Harits menegaskan, pembinaan pada anggota harus menjadi salah satu prioritas bagi pimpinan. Sehingga tidak ada kedepannya anggota yang nakal dengan menjual amunisi dan lainnya.
Karena melalui proses pembinaan semua anggota bisa dirawat konsistensinya kepada doktrin - doktrin Sapta Marga. Serta bisa meningkatkan personal quality-nya.
"Namun demkian pengawasan internal kepada anggota harus berjalan dengan maksimal dan ekstra terutama di daerah konflik," jelasnya.
Harits mengungkapkan, banyak pintu terbuka yang bisa membuat prajurit terkooptasi dengan lingkungan luar dan akhirnya mendegradasi mental dan moral prajurit yang berujung lahirnya tindakan indisipliner atau pelanggaran berat lainnya.
Oleh karena itu khusus prajurit yang diterjurkan di wilayah konflik sudah selayaknya memdapatkan tunjangan yang lebih.

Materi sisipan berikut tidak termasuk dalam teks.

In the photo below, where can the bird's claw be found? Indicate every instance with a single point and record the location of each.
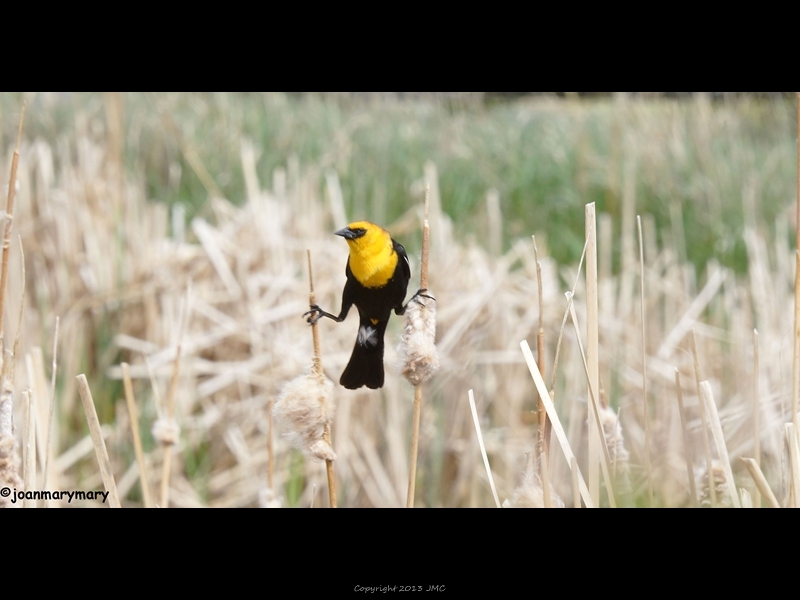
(420, 294)
(314, 315)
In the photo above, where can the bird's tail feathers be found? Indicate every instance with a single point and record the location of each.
(366, 362)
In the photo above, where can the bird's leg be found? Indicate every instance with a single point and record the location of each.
(415, 298)
(316, 313)
(421, 294)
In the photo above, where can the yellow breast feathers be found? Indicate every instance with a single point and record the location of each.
(372, 257)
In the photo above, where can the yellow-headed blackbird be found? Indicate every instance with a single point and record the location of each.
(377, 278)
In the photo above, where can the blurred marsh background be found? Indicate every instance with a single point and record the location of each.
(126, 197)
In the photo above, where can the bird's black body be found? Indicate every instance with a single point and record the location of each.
(377, 279)
(374, 306)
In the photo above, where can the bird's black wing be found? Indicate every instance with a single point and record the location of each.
(402, 260)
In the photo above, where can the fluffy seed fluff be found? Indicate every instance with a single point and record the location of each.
(267, 498)
(720, 487)
(9, 458)
(166, 432)
(418, 342)
(531, 495)
(301, 412)
(619, 455)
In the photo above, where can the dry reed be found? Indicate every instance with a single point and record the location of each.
(245, 261)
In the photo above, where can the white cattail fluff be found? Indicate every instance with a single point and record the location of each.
(9, 458)
(720, 487)
(301, 412)
(166, 432)
(531, 494)
(619, 455)
(418, 342)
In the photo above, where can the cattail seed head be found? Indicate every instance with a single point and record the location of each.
(418, 342)
(720, 487)
(166, 431)
(531, 495)
(303, 409)
(619, 455)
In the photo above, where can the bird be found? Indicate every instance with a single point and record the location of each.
(377, 273)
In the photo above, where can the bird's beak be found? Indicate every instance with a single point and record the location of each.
(346, 233)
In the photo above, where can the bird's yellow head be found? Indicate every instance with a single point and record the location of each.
(372, 256)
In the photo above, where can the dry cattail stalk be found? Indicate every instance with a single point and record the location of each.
(687, 448)
(324, 399)
(9, 458)
(530, 494)
(418, 343)
(543, 442)
(761, 482)
(605, 457)
(419, 349)
(29, 479)
(578, 480)
(723, 497)
(9, 221)
(133, 415)
(719, 440)
(302, 412)
(592, 347)
(796, 362)
(483, 447)
(648, 463)
(166, 430)
(620, 457)
(99, 442)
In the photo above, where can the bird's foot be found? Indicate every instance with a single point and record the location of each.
(421, 294)
(313, 315)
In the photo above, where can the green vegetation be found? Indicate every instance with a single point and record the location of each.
(700, 159)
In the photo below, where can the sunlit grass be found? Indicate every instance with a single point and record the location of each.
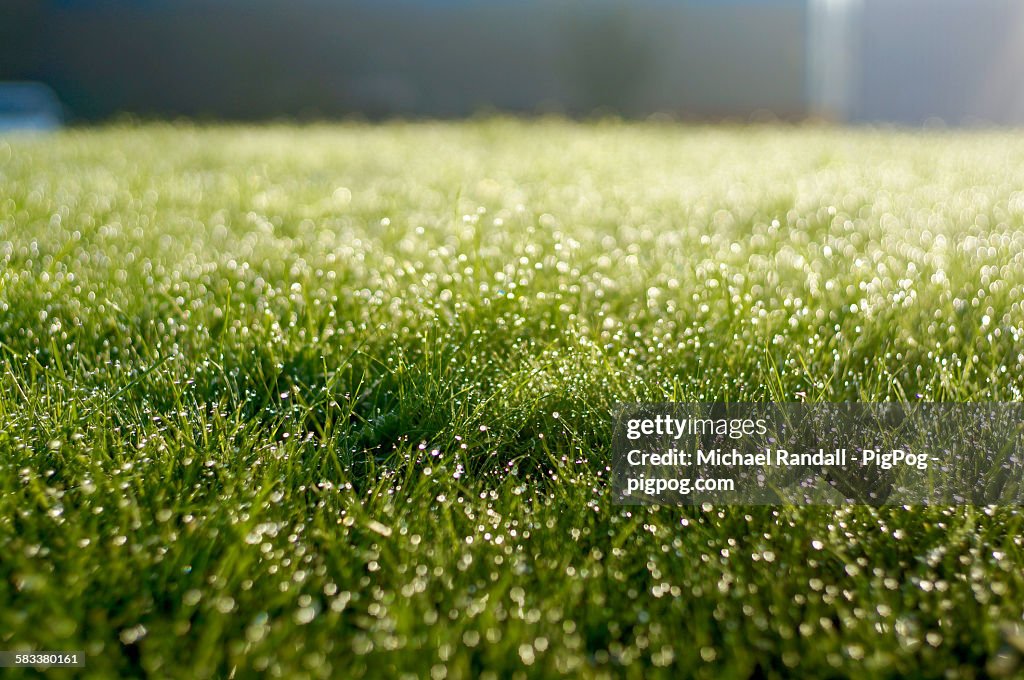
(336, 400)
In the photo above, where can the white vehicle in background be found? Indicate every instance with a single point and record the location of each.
(29, 107)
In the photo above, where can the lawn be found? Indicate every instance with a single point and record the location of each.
(336, 400)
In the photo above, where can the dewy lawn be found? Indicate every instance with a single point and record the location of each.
(336, 400)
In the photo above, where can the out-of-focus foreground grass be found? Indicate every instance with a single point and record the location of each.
(336, 400)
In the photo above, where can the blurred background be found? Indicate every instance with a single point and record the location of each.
(906, 61)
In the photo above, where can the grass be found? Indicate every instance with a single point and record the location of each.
(325, 401)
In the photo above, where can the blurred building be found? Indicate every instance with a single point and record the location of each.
(902, 60)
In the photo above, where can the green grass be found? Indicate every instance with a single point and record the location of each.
(335, 401)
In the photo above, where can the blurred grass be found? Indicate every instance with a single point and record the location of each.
(328, 400)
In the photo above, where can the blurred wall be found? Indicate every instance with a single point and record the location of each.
(260, 58)
(961, 60)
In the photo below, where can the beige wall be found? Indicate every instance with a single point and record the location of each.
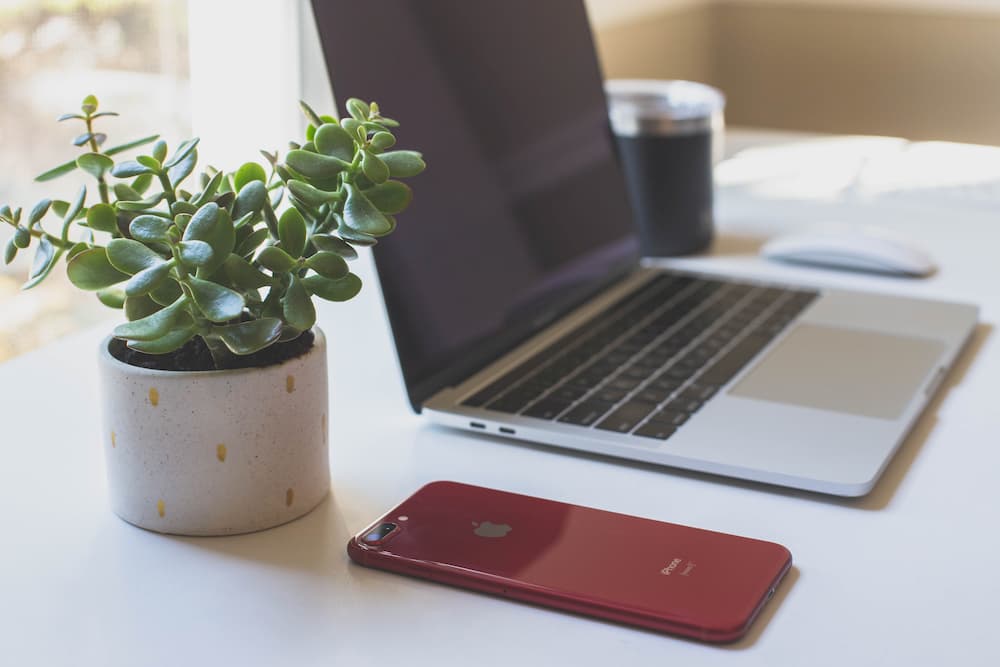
(897, 71)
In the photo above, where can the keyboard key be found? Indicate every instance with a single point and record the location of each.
(568, 393)
(669, 417)
(625, 418)
(733, 361)
(656, 430)
(547, 408)
(586, 413)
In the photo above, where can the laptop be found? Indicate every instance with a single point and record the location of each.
(518, 303)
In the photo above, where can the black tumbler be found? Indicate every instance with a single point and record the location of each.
(668, 135)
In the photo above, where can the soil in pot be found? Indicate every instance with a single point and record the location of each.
(194, 355)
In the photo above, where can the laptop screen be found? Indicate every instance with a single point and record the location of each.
(522, 211)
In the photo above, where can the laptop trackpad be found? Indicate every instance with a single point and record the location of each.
(845, 370)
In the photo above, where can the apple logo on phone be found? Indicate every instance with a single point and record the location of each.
(490, 529)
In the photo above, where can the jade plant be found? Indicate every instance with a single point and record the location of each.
(234, 259)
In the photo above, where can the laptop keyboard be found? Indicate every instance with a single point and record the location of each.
(649, 362)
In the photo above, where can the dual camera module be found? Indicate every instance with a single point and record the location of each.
(380, 532)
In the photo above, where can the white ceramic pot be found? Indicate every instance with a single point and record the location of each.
(216, 452)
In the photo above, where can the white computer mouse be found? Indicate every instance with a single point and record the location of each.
(866, 249)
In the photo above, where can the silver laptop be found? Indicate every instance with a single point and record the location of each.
(518, 304)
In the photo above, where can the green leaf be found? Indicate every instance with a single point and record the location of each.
(297, 307)
(357, 109)
(160, 151)
(182, 152)
(218, 303)
(214, 226)
(157, 324)
(150, 162)
(166, 293)
(249, 337)
(112, 297)
(356, 238)
(382, 140)
(22, 237)
(147, 228)
(391, 197)
(333, 290)
(333, 244)
(76, 250)
(132, 144)
(334, 141)
(95, 164)
(141, 205)
(56, 172)
(45, 258)
(250, 198)
(91, 270)
(130, 256)
(355, 128)
(403, 163)
(315, 165)
(149, 279)
(102, 218)
(276, 259)
(310, 195)
(328, 264)
(202, 223)
(250, 244)
(168, 343)
(292, 232)
(39, 211)
(125, 192)
(210, 189)
(10, 251)
(247, 173)
(195, 253)
(140, 185)
(374, 168)
(129, 169)
(182, 169)
(361, 215)
(243, 275)
(138, 307)
(310, 115)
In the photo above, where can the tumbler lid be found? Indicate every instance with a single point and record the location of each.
(654, 106)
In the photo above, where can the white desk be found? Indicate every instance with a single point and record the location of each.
(906, 576)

"Ke depan jangan ada lagi masalah perut atau ekonomi yang tidak terpenuhi bagi prajurit. Jangan sampai ada hak-hak dari prajurit yang diberikan oleh satuan nya disunat. Ini menjadi ujian dari kepemimpinan komandan satuan yang bertugas di sana. Selain itu tentu, proses rekrutmen prajurit perlu ditinjau sehingga orang - orang yang menjadi prajurit adalah warga pilihan terbaik," sebutnya.

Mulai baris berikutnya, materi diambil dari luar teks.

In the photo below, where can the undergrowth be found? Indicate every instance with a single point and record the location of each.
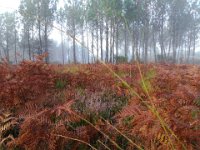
(57, 107)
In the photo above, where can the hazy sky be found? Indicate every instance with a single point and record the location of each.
(8, 5)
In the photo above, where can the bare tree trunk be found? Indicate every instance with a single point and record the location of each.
(101, 39)
(62, 45)
(107, 36)
(117, 42)
(15, 46)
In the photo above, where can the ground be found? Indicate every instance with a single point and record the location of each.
(98, 106)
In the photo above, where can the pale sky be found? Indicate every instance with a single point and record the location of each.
(8, 5)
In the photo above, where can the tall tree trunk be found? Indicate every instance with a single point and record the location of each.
(101, 40)
(107, 36)
(74, 41)
(15, 46)
(62, 44)
(46, 42)
(117, 43)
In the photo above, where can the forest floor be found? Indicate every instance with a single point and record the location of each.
(125, 106)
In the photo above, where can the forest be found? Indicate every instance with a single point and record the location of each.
(100, 75)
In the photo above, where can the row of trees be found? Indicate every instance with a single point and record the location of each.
(107, 30)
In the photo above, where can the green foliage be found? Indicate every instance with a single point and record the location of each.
(146, 81)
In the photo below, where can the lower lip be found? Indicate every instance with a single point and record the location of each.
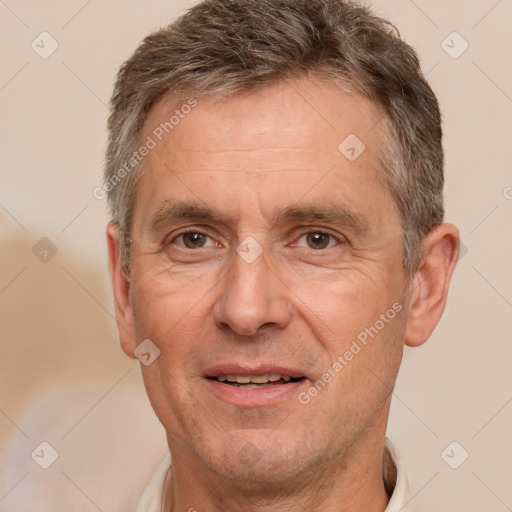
(254, 397)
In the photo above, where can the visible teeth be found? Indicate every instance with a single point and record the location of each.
(254, 379)
(260, 379)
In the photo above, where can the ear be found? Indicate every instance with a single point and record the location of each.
(429, 287)
(122, 292)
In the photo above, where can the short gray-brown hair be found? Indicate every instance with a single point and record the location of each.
(223, 47)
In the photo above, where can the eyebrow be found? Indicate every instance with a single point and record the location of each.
(328, 212)
(171, 212)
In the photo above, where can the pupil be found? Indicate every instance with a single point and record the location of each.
(193, 240)
(318, 240)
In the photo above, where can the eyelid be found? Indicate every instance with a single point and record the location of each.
(306, 230)
(202, 230)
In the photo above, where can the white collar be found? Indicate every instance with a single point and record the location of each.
(151, 499)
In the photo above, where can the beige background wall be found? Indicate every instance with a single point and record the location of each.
(63, 378)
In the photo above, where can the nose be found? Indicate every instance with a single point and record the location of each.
(252, 297)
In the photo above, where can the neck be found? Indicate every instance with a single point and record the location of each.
(351, 483)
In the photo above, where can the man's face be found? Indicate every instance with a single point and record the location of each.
(262, 251)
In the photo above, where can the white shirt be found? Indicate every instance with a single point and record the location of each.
(151, 500)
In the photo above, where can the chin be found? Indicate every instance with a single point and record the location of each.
(265, 463)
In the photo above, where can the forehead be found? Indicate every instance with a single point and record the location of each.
(302, 113)
(275, 145)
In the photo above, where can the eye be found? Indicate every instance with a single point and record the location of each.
(317, 240)
(193, 240)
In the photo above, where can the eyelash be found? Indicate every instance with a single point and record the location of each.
(337, 238)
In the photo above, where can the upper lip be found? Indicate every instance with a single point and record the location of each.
(253, 370)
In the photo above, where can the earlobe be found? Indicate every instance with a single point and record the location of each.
(122, 292)
(429, 287)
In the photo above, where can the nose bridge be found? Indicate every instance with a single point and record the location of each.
(252, 295)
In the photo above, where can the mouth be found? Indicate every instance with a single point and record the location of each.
(255, 381)
(259, 386)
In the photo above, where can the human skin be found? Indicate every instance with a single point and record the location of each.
(265, 164)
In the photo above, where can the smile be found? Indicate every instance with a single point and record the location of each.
(255, 381)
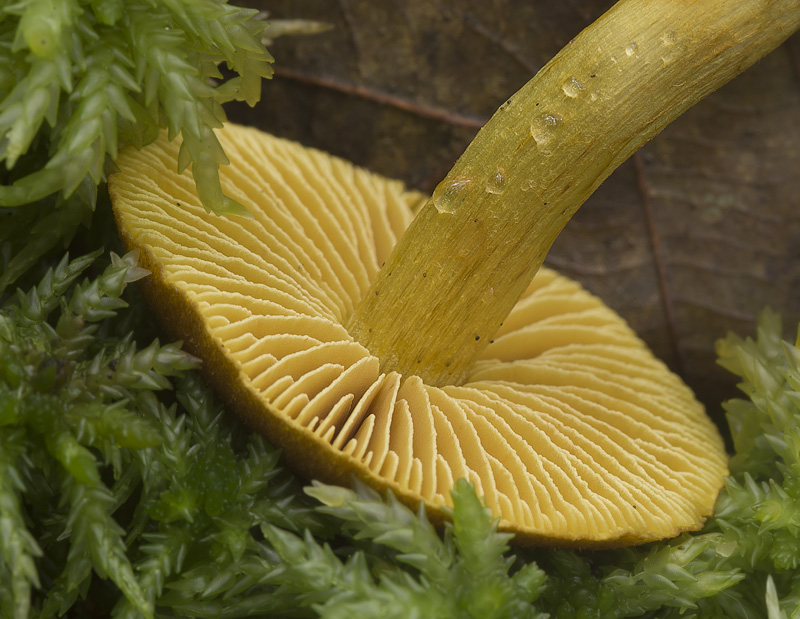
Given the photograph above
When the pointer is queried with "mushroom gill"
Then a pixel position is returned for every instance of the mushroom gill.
(567, 425)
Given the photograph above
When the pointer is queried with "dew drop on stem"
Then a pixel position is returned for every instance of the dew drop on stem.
(497, 182)
(543, 128)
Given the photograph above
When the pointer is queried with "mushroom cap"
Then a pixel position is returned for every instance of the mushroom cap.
(573, 432)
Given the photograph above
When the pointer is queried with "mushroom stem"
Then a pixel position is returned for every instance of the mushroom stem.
(478, 242)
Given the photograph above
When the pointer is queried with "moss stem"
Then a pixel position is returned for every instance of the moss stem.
(473, 249)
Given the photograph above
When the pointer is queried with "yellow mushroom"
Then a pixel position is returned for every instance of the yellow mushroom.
(459, 357)
(567, 425)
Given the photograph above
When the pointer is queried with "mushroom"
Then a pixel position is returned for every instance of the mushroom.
(459, 357)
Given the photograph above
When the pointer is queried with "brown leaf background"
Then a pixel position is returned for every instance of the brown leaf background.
(688, 240)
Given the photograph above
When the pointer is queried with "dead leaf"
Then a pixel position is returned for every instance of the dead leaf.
(688, 240)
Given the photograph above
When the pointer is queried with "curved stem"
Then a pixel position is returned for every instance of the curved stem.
(476, 245)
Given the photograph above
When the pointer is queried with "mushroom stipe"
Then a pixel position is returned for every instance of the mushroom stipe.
(568, 426)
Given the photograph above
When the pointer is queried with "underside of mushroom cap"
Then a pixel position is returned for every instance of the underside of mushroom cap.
(568, 426)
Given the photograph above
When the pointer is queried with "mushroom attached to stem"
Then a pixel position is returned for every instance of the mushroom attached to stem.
(567, 425)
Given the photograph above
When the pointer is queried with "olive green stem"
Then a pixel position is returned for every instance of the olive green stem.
(476, 245)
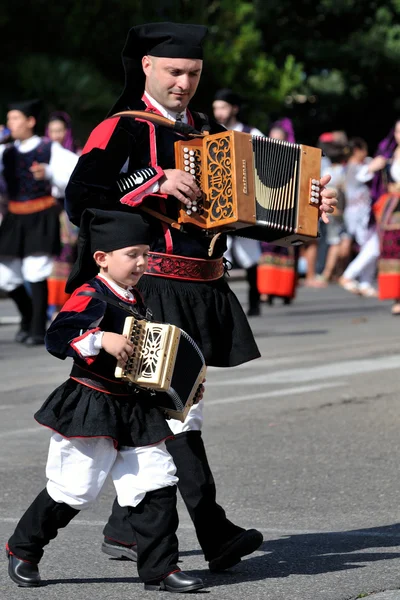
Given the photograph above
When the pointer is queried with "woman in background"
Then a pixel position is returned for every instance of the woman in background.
(59, 129)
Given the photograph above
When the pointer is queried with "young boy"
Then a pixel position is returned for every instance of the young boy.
(100, 426)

Sementara itu, Mantan Kepala Badan Intelijen Strategis (Kabais), Soleman B Pontoh mengatakan, adanya oknum TNI AD yang menjual amunisi ke pihak musuh memerlukan jalan keluar atau solusi yang cepat agar tindakan tersebut tidak berulang di kemudian hari.
Soleman juga mempertanyakan penamaan untuk kelompok bersenjata di Papua seperti Kelompok Kriminal Bersenjata (KKB} dan Organisasi Papua Merdeka (OPM). Penamaan itu harus sesuai di lapangan. Sehingga pasukan yang diturunkan juga tepat apakah polisi atau tentara. Karena penamaan tersebut juga berbeda penanganannya.

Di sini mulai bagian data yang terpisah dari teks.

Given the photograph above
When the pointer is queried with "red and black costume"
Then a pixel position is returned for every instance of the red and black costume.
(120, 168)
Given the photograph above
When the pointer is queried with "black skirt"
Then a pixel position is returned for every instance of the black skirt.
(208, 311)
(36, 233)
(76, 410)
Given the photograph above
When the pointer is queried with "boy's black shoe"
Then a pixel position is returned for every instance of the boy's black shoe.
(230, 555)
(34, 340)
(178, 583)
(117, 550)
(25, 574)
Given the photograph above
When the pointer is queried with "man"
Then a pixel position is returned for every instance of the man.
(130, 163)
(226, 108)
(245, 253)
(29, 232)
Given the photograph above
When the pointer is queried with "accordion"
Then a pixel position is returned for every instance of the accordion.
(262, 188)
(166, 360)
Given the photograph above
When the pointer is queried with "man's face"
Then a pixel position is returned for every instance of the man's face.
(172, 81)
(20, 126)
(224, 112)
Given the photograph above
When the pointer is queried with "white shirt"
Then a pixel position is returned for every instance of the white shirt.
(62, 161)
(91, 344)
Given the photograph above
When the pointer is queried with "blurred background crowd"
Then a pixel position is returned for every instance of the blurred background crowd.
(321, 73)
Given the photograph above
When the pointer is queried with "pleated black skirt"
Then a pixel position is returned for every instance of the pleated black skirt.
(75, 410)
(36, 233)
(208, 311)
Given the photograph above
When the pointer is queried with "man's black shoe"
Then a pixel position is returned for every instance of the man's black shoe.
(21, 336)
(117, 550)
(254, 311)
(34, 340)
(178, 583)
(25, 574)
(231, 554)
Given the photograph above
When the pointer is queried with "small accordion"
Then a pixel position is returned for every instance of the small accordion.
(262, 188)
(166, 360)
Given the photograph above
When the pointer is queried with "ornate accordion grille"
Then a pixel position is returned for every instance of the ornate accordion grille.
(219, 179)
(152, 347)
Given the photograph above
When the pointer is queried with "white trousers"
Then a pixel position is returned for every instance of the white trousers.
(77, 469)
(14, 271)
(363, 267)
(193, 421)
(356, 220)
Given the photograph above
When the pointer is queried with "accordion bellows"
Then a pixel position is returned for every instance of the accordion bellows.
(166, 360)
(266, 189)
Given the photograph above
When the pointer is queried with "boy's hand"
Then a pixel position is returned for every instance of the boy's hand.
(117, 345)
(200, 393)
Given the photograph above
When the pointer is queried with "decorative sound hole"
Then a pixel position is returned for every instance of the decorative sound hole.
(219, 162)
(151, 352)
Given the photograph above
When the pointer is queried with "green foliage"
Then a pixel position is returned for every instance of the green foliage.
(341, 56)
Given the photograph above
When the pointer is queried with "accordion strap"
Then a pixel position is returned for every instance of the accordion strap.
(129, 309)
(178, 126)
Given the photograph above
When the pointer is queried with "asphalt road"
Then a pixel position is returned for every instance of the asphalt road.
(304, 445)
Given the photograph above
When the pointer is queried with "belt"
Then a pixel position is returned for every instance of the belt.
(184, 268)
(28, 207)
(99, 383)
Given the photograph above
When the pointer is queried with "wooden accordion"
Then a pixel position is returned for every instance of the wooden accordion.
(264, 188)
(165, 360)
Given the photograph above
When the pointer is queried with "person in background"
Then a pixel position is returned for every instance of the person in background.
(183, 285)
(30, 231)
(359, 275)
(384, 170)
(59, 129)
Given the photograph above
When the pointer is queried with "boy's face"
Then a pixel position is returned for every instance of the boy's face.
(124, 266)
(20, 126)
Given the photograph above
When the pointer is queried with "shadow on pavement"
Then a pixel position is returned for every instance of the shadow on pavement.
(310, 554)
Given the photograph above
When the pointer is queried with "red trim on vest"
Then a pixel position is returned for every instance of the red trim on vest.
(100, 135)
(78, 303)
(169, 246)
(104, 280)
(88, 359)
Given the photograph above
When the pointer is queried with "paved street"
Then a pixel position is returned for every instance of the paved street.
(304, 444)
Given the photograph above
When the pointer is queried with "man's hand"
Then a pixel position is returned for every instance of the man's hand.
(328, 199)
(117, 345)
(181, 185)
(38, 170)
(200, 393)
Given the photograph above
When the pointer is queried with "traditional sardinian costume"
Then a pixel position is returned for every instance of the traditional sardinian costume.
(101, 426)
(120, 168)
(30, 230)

"Kalau kelompok kriminal maka polisi yang diturunkan. Kalau kelompok senjata ya tentara yang diturunkan. Selain itu juga pastikan jumlah kelompok yang melawan tersebut. Sehingga polisi atau tentara yang diturunkan juga bisa mengukur berapa jumlahnya," tandasnya.
Sebelumnya, Kepala Dinas Penerangan Angkatan Darat (Kadispenad) Brigjen TNI Tatang Subarna menuturkan, tindakan oknum Praka AKG bertentangan dengan doktrin Sapta Marga hingga 8 Wajib TNI.
"Hal ini tidak mencerminkan nilai-nilai disiplin yang tertuang dalam Sapta Marga, Sumpah Prajurit dan Delapan Wajib TNI," tutur Tatang pada Kamis (9/6/2202) lalu.
Diketahui, Praka AKG diduga menjual amunisi kepada kelompok kriminal bersenjata di Kabupaten Intan Jaya, Papua. Kemudian, ada Prada YW di Sentani, Jayapura yang kedapatan membawa 44 munisi kaliber 5,56.
Oleh karena itu, Tatang memastikan kedua oknum prajurit TNI AD yang terlibat dalam penyalahgunaan amunisi akan diproses sesuai dengan ketentuan hukum yang berlaku. "Saat ini penyidikan terhadap kedua kasus tersebut masih dilakukan oleh aparat penegak hukum.
Pimpinan TNI AD akan memberikan sanksi tegas kepada oknum prajurit yang terlibat dalam penyalahgunaan amunisi," pungkasnya.